How to Use the Armor Protection Calculator

  1. Enter your total armor points (0–20) and armor toughness (0–20) from your equipped set.
  2. Pick the damage type you’re testing against — melee, projectile, explosion, fire, fall, magic, or the true-bypass type covering void/kill/sonic boom.
  3. Enter the incoming raw damage, then set each piece’s enchantment (Protection, Fire/Blast/Projectile Protection, or Feather Falling on boots) and its level.
  4. Read the final damage taken, plus the breakdown of how much armor alone reduced versus how much enchantments reduced on top of that.

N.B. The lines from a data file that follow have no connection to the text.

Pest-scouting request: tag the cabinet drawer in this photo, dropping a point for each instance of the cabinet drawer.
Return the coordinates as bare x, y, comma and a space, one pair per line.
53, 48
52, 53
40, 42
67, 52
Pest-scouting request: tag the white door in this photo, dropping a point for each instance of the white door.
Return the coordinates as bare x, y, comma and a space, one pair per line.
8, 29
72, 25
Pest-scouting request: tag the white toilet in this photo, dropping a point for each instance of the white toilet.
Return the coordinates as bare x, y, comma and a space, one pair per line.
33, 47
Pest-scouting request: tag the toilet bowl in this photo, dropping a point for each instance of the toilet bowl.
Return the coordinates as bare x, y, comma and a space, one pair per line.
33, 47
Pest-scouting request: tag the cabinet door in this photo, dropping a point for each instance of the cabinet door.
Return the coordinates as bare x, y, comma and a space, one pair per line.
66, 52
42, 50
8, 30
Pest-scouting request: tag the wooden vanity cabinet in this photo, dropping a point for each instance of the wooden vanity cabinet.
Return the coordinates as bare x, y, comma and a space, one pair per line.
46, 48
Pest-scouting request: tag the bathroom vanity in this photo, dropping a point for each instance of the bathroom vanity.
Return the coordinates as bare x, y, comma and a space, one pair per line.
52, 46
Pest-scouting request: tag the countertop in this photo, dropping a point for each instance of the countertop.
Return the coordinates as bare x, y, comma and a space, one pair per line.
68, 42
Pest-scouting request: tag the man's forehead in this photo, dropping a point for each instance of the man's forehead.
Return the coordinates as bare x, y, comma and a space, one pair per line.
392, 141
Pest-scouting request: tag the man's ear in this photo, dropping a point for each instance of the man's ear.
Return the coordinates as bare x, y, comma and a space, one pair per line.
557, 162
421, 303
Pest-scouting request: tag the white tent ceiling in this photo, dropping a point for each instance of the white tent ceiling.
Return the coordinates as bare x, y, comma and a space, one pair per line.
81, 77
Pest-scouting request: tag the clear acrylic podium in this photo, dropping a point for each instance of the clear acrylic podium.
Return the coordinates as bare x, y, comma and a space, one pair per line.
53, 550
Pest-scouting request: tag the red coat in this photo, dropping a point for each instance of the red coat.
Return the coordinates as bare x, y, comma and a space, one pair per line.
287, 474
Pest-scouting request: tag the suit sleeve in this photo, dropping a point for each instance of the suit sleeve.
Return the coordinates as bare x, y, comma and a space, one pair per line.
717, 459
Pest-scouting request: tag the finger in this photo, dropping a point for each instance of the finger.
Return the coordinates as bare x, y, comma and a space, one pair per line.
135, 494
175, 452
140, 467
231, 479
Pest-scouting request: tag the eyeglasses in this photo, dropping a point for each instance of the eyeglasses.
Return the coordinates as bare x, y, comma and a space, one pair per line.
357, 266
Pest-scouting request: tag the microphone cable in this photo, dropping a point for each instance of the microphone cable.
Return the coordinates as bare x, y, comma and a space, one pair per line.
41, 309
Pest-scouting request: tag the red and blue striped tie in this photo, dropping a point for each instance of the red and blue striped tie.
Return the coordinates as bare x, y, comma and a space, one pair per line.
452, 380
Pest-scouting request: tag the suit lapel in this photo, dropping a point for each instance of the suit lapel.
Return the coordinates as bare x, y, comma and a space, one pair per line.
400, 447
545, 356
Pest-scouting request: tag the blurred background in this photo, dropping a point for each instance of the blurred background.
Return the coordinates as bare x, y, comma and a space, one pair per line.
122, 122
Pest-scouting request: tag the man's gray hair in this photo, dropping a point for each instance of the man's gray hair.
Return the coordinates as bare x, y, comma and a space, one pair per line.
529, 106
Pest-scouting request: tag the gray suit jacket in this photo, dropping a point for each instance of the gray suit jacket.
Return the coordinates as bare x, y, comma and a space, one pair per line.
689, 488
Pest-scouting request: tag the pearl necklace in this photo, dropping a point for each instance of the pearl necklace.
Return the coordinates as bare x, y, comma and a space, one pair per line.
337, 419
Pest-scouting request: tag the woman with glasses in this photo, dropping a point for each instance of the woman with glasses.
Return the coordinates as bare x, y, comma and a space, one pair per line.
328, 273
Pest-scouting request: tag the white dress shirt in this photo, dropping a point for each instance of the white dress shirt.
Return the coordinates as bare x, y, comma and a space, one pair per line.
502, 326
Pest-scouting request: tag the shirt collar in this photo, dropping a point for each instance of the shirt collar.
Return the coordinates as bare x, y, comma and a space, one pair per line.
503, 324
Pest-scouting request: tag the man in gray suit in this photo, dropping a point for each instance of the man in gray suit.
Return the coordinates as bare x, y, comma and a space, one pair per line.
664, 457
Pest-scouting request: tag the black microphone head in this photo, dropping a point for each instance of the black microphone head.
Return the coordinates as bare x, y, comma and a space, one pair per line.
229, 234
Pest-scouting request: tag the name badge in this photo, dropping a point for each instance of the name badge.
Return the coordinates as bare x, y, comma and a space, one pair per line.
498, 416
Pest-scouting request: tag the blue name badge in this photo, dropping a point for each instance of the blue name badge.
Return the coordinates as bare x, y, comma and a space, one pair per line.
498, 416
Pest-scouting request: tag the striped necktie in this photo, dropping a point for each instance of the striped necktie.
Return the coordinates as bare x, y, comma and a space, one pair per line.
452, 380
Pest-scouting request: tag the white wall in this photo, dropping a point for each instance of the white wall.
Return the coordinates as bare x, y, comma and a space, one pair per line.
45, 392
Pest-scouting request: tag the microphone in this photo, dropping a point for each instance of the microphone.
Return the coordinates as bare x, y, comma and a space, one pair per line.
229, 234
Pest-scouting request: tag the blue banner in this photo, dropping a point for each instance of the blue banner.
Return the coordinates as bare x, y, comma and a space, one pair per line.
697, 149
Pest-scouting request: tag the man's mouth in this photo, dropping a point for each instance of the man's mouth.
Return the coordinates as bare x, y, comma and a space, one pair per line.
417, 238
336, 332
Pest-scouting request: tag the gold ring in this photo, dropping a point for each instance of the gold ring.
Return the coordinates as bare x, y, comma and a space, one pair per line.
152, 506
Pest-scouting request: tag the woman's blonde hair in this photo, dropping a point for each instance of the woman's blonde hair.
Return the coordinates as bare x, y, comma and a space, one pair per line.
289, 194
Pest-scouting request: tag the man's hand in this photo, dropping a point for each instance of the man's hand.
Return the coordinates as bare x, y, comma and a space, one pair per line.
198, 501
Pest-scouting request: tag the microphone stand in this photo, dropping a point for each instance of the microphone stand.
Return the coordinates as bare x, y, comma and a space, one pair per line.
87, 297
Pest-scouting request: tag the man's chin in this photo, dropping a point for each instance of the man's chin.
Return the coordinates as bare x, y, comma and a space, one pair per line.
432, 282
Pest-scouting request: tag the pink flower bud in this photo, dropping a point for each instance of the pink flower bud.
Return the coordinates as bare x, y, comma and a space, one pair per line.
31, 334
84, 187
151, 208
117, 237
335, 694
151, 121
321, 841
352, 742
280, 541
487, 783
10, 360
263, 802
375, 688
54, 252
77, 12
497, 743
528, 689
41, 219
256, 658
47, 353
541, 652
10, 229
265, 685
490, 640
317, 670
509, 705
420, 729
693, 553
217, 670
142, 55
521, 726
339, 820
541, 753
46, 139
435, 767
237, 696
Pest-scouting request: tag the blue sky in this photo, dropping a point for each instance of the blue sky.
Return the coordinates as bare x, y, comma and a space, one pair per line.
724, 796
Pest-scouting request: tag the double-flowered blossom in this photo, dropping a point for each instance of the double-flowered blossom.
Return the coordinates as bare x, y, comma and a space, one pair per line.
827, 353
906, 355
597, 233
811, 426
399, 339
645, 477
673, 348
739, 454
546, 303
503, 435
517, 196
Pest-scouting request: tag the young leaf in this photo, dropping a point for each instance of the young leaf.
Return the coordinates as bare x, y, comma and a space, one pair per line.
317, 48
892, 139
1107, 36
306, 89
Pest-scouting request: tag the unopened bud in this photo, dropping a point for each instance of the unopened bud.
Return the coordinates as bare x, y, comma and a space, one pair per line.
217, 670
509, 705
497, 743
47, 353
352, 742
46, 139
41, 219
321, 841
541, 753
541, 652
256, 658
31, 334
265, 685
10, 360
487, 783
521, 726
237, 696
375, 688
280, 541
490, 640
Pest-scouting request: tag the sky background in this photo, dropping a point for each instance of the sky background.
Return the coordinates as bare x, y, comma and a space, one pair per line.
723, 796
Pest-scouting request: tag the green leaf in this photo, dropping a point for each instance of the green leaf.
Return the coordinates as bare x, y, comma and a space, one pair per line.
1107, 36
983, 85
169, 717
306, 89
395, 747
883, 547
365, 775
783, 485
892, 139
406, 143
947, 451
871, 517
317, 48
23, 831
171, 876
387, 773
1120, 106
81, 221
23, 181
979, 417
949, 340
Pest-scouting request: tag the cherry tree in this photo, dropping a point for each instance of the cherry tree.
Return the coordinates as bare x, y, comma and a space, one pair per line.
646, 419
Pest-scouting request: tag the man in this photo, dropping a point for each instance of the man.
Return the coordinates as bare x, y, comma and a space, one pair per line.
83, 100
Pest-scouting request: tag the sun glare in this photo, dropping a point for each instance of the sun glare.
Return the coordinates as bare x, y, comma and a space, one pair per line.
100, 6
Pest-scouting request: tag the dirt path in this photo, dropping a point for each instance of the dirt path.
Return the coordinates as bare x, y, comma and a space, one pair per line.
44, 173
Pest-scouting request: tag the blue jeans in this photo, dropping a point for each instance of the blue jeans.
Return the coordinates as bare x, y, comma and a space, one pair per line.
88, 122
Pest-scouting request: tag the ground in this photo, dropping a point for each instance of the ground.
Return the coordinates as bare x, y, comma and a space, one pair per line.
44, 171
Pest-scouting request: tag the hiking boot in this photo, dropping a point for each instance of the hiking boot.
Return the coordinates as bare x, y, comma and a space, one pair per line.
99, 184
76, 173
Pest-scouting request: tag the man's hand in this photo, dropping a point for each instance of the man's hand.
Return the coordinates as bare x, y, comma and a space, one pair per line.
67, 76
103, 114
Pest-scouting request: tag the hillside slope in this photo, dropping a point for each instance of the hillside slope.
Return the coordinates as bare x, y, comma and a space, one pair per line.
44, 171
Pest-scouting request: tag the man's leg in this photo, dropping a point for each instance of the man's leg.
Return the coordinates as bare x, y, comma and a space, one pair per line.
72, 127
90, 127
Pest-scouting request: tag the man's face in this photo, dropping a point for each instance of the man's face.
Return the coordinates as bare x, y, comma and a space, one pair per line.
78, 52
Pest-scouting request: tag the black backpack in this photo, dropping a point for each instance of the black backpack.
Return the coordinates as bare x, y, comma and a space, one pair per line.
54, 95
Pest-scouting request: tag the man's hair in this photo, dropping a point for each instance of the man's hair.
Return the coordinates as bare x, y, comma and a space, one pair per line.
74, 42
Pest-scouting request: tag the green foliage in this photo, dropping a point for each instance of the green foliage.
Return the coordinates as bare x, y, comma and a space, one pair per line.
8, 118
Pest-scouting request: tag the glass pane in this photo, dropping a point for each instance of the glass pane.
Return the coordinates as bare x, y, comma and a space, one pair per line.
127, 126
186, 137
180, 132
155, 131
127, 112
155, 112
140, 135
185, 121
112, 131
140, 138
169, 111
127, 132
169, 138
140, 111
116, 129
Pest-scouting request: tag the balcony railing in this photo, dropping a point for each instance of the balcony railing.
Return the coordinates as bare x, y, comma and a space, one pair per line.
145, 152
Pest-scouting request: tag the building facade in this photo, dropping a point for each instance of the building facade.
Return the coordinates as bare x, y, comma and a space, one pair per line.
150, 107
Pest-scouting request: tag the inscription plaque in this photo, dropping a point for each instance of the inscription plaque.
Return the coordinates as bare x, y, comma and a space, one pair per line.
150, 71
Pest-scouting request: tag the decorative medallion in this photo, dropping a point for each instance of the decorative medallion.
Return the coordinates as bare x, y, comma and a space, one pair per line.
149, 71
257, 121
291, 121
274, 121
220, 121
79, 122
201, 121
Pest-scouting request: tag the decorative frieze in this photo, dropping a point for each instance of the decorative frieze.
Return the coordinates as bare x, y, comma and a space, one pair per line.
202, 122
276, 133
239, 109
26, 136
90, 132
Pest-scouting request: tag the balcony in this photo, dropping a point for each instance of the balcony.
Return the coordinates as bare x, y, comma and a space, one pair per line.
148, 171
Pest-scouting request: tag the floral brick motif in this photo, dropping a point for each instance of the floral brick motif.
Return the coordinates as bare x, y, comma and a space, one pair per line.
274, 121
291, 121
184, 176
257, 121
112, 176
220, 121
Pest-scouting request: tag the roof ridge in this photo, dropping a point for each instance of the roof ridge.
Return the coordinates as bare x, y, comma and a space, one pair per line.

How the Real Formulas Work

Vanilla reduces damage in two separate steps. First, armor points and toughness apply via: reduction = min(20, max(armor ÷ 5, armor − 4 × damage ÷ (toughness + 8))) ÷ 25. This step is skipped entirely for Fall and Magic damage (which bypass armor points outright) and for the true-bypass category (the void, /kill, and the warden’s sonic boom, which ignore armor, toughness, and every enchantment).

Second, the Enchantment Protection Factor (EPF) step sums, across all four armor pieces, each piece’s (per-level EPF multiplier × enchant level) for any enchantment that actually matches the incoming damage type — capped at a total of 20 — then multiplies the surviving damage by (1 − EPF ÷ 25). Protection is general-purpose and counts against nearly everything; Fire, Blast, and Projectile Protection only apply to their own matching damage type, so Blast Protection does nothing against a fire or melee hit. Feather Falling is boots-only and only ever applies to fall (and ender-pearl-landing) damage.

Frequently Asked Questions

Why does Blast Protection do nothing against a melee hit in this calculator?

Because that’s how vanilla actually works — Fire, Blast, and Projectile Protection are each locked to their own specific damage type and contribute zero Enchantment Protection Factor against any other type. Only plain Protection is general-purpose across nearly every damage type.

Why does the calculator show 0% reduction for fall damage even with high armor points?

Fall damage bypasses armor points and toughness entirely in real vanilla mechanics — only Feather Falling (and general Protection, through its own EPF) reduce it, never the base armor formula.

Can anything reduce void damage or /kill damage?

No — the true-bypass category (void, /kill, and the warden’s sonic boom) ignores armor points, toughness, and every protection enchantment completely. It’s intentionally the one guaranteed way to remove something regardless of gear.

Can I stack Protection and Fire Protection on the same helmet piece?

No — Java Edition only allows one enchantment from the Protection family per armor piece, so you must choose which one goes on each individual piece rather than combining two on one item.